The legislation is meant to prevent civil rights and civil liberties abuses, his office said.
"This legislation would require departments that are seeking public funds to acquire or use surveillance technology to have a surveillance plan and a policy that would come before the board of supervisors for approval," Peskin said at Tuesday's meeting.
"But most importantly, this legislation bans facial recognition technology, which we know and the literature absolutely shows - and the concerns come not only from civil liberties groups, but the concerns come from the tech industry - that facial recognition technology, that has the biases of the people who have developed it, disproportionately misidentifies people of color and women. This is a fact, you can read it in countless pieces of literature," he said.
Similar legislation requiring that law enforcement and other city departments come up with a plan and policy for using surveillance technology has already been approved by the cities of Oakland, Berkeley, Santa Clara and Davis, as well as public transit system BART.
Also at Tuesday's meeting, Supervisor Hillary Ronen introduced legislation to launch a fund that would help speedup the city's bid to create its own public utility, CleanPowerSF, to replace PG&E.
With a hearing set this week for PG&E's bankruptcy petition, Ronen said the time to split from the company is now.
"For years we have been struggling to take incremental steps to deliver clean, green power to San Franciscans while PG&E has spent millions trying to block us.
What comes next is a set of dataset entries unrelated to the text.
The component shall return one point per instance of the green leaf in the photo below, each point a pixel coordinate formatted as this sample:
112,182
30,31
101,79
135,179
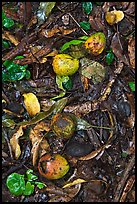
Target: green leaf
29,189
7,22
87,6
40,185
16,184
3,15
109,58
72,42
30,176
5,44
132,85
85,25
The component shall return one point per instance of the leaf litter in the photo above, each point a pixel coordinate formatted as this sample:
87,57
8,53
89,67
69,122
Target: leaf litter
100,98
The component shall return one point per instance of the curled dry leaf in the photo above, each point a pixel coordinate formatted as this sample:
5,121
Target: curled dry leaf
31,103
101,148
14,142
118,49
131,51
113,17
92,70
58,194
40,145
48,33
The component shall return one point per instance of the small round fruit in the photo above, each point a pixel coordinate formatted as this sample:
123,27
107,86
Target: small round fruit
53,166
65,65
96,43
63,125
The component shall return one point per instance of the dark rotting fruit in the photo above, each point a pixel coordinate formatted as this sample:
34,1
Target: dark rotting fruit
53,166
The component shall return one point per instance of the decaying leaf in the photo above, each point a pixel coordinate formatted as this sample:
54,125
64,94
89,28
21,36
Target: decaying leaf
118,49
131,51
31,103
92,70
51,32
8,36
44,10
14,142
114,16
101,148
98,187
79,109
40,145
58,194
77,181
55,108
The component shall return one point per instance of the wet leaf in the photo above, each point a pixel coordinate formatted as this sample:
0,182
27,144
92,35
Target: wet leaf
6,22
132,85
114,16
109,57
118,50
48,33
72,42
58,194
77,181
40,185
30,176
29,189
7,122
85,25
55,108
92,70
44,10
101,148
16,184
40,145
14,72
131,51
31,103
14,142
87,6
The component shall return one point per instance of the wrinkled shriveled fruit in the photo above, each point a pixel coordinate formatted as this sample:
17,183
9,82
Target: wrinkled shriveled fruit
65,65
53,166
63,125
113,17
96,43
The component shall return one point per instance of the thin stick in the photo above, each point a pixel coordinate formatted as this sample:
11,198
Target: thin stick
121,184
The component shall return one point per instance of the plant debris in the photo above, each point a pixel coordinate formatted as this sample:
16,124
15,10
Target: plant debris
68,102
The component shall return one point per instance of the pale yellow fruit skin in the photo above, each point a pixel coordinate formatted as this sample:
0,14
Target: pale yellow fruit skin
65,65
31,103
96,43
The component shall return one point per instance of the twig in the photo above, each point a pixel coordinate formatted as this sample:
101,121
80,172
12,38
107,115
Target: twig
121,184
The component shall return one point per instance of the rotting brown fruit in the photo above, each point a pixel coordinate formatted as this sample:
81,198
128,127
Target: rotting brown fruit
53,166
63,125
65,65
96,43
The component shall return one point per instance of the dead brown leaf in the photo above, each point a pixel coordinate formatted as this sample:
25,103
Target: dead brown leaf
51,32
14,142
118,49
131,51
40,145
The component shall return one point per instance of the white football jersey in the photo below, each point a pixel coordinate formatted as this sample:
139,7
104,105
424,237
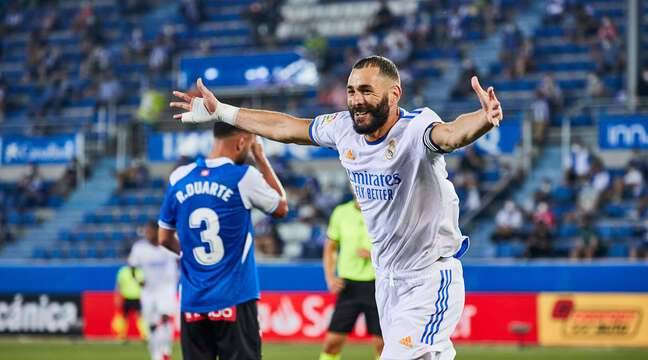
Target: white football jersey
159,266
410,207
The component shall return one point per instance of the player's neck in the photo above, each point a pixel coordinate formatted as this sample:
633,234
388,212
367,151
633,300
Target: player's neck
383,130
221,152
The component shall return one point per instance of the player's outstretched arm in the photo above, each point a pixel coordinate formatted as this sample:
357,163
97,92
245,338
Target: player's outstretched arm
269,124
264,166
467,128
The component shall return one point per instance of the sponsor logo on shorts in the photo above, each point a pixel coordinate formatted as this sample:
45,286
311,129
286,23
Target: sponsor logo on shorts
391,149
227,314
407,342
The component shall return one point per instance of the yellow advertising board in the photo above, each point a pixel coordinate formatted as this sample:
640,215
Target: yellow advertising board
592,319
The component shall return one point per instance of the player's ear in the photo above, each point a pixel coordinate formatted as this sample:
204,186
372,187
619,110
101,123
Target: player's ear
395,94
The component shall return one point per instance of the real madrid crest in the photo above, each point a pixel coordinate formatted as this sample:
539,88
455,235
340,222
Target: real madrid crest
391,149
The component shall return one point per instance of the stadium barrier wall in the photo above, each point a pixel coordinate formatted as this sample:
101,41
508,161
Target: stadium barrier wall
529,303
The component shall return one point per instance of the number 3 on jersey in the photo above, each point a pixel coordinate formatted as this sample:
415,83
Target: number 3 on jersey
209,236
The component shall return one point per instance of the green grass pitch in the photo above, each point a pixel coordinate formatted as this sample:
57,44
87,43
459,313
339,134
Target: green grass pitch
30,349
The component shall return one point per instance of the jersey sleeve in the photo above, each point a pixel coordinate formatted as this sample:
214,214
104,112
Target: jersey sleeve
422,132
255,192
322,130
167,218
333,230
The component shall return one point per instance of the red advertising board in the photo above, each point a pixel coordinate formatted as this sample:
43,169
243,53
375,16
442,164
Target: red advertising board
102,318
304,316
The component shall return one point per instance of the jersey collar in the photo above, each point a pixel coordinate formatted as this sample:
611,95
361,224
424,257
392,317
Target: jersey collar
215,162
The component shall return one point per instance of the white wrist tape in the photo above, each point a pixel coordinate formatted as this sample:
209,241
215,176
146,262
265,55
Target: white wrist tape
199,113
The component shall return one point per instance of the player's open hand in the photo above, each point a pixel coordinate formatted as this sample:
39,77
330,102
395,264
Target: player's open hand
196,109
257,149
490,105
363,253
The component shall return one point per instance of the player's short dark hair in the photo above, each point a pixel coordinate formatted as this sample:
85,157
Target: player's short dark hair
386,66
223,130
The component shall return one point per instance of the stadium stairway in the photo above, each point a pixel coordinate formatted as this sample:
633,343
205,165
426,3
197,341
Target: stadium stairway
487,52
545,168
91,196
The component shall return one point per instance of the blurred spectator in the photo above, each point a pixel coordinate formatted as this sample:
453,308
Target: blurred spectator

Against all odds, we created CleanPowerSF in 2016, but the program still relies on PG&E's existing grid for transmission and distribution. With the clock ticking on climate change and PG&E's abysmal safety record, we must take urgent action," Ronen said.
Ronen's Green New Deal legislation seeks to secure $15.6 million from the excess windfall of $181 million in property taxes to kick start the study, purchase and construction of a publicly owned grid. CleanPowerSF generates electricity from renewable sources such as wind, solar, hydroelectric, biogas and small-hydro.
"We need to accelerate our split from this company. A profit-driven utility is not working for us, I am sick of us footing PG&E's bill for negligent behavior, especially when they're giving fat-cat executive salaries every year and outrageous bonuses and more concerned about their profit of their shareholders and not their customers," Ronen said.